Elle a également fait référence à la mise en place d'un fonds souverain sans forcément apporter des détails sur les montants de ce levier, ni sur sa finalité. « La trajectoire budgétaire s'appuie sur la mobilisation d'un fonds souverain qui doit permettre une impulsion macroéconomique de nature keynesienne avec la caractéristique d'être financé sur fonds privé et non par les finances publiques. » Ce fonds sera abondé par « l'épargne des Français qui souhaitent devenir actionnaire de la maison France. »
Baisse de la TVA de 20% à 5,5% sur les produits énergétiques
Sur le plan fiscal, la parlementaire propose de supprimer l'impôt sur la fortune immobilière (IFI) et de mettre en place un impôt sur la fortune financière « pour taxer la spéculation ». Elle envisage également de baisser la TVA de 20% à 5.5% sur les produits énergétiques (carburants, fioul, gaz et électricité) en tant que biens de première nécessité » et prévoit une baisse de la fiscalité de la production en supprimant (la Cotisation Foncière des Entreprises). En parallèle, elle propose de gonfler de 55 milliards d'euros d'ici 2027 le budget des armées et de lancer un plan d'urgence pour la santé de 20 milliards d'euros.

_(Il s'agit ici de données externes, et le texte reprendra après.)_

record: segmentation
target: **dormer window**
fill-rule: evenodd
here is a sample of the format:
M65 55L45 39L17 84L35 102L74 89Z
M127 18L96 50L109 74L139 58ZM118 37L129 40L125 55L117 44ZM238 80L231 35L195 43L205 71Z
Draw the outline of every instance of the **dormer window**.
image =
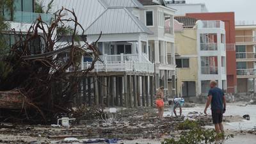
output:
M147 26L154 26L154 16L152 10L146 11L146 25Z

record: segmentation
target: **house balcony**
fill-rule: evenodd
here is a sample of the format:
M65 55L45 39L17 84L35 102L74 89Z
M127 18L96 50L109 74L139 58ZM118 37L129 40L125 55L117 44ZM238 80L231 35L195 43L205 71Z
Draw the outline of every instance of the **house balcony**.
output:
M237 69L236 72L237 78L256 77L256 69L255 68Z
M236 44L256 44L256 36L236 36Z
M141 57L141 58L140 58ZM97 61L92 72L155 72L154 64L150 62L145 56L139 54L102 55L100 56L102 61ZM92 62L83 62L81 70L90 68ZM72 71L70 69L70 71Z
M217 43L201 43L200 51L218 51Z
M236 57L237 61L255 61L256 52L236 52Z
M221 28L225 29L225 23L221 20L201 20L199 29Z
M201 74L218 74L218 67L202 67Z
M173 35L173 28L170 26L164 26L164 34Z
M49 24L53 18L53 15L49 13L16 11L14 12L13 19L12 20L10 19L9 15L4 15L4 19L7 21L31 24L33 23L39 15L41 16L42 20L47 24Z

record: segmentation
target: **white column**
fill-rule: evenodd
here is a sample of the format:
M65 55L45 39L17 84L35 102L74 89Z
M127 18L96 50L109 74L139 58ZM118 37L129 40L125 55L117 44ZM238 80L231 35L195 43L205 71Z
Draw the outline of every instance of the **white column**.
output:
M165 63L165 44L164 44L164 41L161 41L161 47L160 47L160 51L161 51L161 60L160 61L161 63Z
M141 41L139 40L138 41L138 54L139 55L139 61L141 61L141 56L142 56L142 51L141 51Z
M146 53L148 57L148 59L149 60L149 49L148 49L148 41L146 41Z
M165 53L164 53L164 56L165 56L165 63L168 64L168 45L167 45L167 42L164 42L165 44Z
M159 63L159 41L155 40L155 63Z

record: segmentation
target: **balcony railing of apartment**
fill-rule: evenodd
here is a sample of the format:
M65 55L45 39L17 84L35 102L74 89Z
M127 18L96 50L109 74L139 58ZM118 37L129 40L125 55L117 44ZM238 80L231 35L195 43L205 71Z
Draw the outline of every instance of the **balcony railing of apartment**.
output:
M237 76L256 76L256 69L248 68L248 69L237 69L236 72Z
M218 67L201 67L202 74L218 74Z
M36 19L41 16L42 20L49 24L51 20L53 18L53 15L49 13L33 13L26 12L15 12L13 15L13 22L24 22L24 23L33 23Z
M236 36L237 43L256 42L256 36Z
M256 20L237 20L236 26L256 26Z
M103 61L97 61L92 72L154 72L154 64L144 60L141 57L141 61L138 61L138 54L116 54L103 55L100 59ZM92 62L83 62L81 70L86 70L92 66ZM72 72L72 68L69 69Z
M225 29L225 23L221 20L202 20L202 28Z
M216 43L201 43L200 51L218 51Z
M221 74L226 74L226 68L225 67L221 67Z
M179 45L174 45L174 49L175 51L175 54L179 54Z
M164 26L164 33L173 34L173 28L170 26Z
M256 52L236 52L236 57L237 59L256 59Z
M226 44L226 51L236 51L236 44Z

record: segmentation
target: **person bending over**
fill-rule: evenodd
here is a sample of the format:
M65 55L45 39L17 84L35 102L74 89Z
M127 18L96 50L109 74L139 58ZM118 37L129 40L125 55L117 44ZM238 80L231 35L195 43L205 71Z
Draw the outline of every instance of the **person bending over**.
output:
M180 116L181 116L182 115L182 107L185 102L185 100L182 97L174 98L173 100L169 100L168 102L170 106L173 105L172 108L172 116L174 113L174 115L177 117L176 108L178 107L180 108Z

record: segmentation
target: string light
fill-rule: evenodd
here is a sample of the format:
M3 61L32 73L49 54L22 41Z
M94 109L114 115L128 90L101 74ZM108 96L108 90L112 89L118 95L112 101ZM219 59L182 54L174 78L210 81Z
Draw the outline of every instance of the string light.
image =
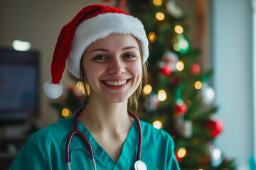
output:
M184 64L181 61L177 62L176 68L178 71L181 72L184 69Z
M159 120L156 120L152 124L154 128L156 129L161 129L163 127L163 123Z
M61 112L61 114L63 117L68 117L70 115L72 114L72 113L68 108L63 108L63 110Z
M181 148L178 149L177 154L178 154L178 157L179 158L183 158L183 157L185 157L186 154L186 149L183 148L183 147L181 147Z
M159 91L157 98L160 101L164 101L167 98L166 92L164 90Z
M163 4L161 0L153 0L153 4L155 6L161 6L161 4Z
M162 21L164 19L164 14L161 12L158 12L156 14L156 18L158 21Z
M155 33L154 33L154 32L150 32L150 33L149 33L148 38L149 38L149 42L154 42L156 41L156 34Z
M174 27L174 30L178 34L182 34L183 32L183 28L182 28L182 26L177 25Z
M85 88L83 86L83 83L81 81L78 81L75 86L75 89L78 90L79 92L85 94Z
M200 81L197 81L195 83L195 88L198 90L201 89L202 88L202 86L203 86L203 84Z
M31 43L28 41L14 40L12 46L17 51L28 51L31 48Z
M178 47L178 44L175 43L174 45L174 50L176 50L176 52L178 52L179 50L181 50L181 48Z
M143 94L146 95L149 94L151 92L151 91L152 91L152 86L150 84L147 84L143 88Z

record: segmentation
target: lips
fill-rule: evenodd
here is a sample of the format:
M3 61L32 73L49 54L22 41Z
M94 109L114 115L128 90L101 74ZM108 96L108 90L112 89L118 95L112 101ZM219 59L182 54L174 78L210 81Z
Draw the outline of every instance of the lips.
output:
M107 86L121 86L127 83L128 83L130 79L124 79L124 80L119 80L119 81L102 81Z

18 milliards d'euros d'économie sur l'immigration
Marine Le Pen compte notamment économiser 18 milliards d'euros avec ses mesures sur l'immigration, 15 milliards sur les fraudes sociale et fiscale, 8 milliards sur le fonctionnement des agences de l'Etat, priées de faire 10% d'économies, 6 milliards générés par ses mesures de pouvoir d'achat, ou encore 5 milliards issus de la contribution de la France à l'Union européenne.
Elle a néanmoins omis de rappeler que la France devra passer outre les traités européens pour réaliser ces 5 milliards d'euros d'économies. Avec cette proposition, la France devra se passer par exemple des fonds prévus par le plan de relance de l'Union européenne mis en œuvre à l'occasion de la pandémie. Pour rappel, 40 milliards d'euros du fonds de relance européens doivent être fléchés vers la France
L'Europe et le climat, angles morts du chiffrage de Marine Le Pen
En 2017, Marine Le Pen avait mis l'accent dans son programme sur l'Europe. À l'époque, elle comptait notamment sur la sortie de l'euro pour convaincre une partie des indécis et des eurosceptiques de la rejoindre. Cinq ans après, la candidate du RN fait l'impasse sur les questions européennes dans son programme. Pourtant, la crise sanitaire et la guerre en Ukraine ont ravivé les questions macroéconomiques et géopolitiques à l'échelle du Vieux continent.
Entre le plan de relance et les trains de sanctions à l'encontre de la Russie, l'Union européenne tente de faire front aux différentes crises malgré de fortes divisions internes. Sur le plan budgétaire, les institutions européennes ont mis en place des instruments pour lever de la dette en commun au pire de la crise sanitaire après d'âpres négociations entre les pays frugaux et les pays du Sud de l'Europe.
Plus récemment, l'Union européenne a participé à de multiples réunions (OTAN, G7, conseil de l'UE) pour tenter d'organiser une réponse diplomatique face à la Russie. Sur le plan monétaire, la Banque centrale européenne a des implications budgétaires importantes même si les traités européens s'accordent sur le fait que les politiques monétaires et budgétaires doivent être séparées. En agissant sur les taux d'intérêt et les programmes de rachat de dette, la politique monétaire resserre ou relâche la contrainte budgétaire sur les Etats.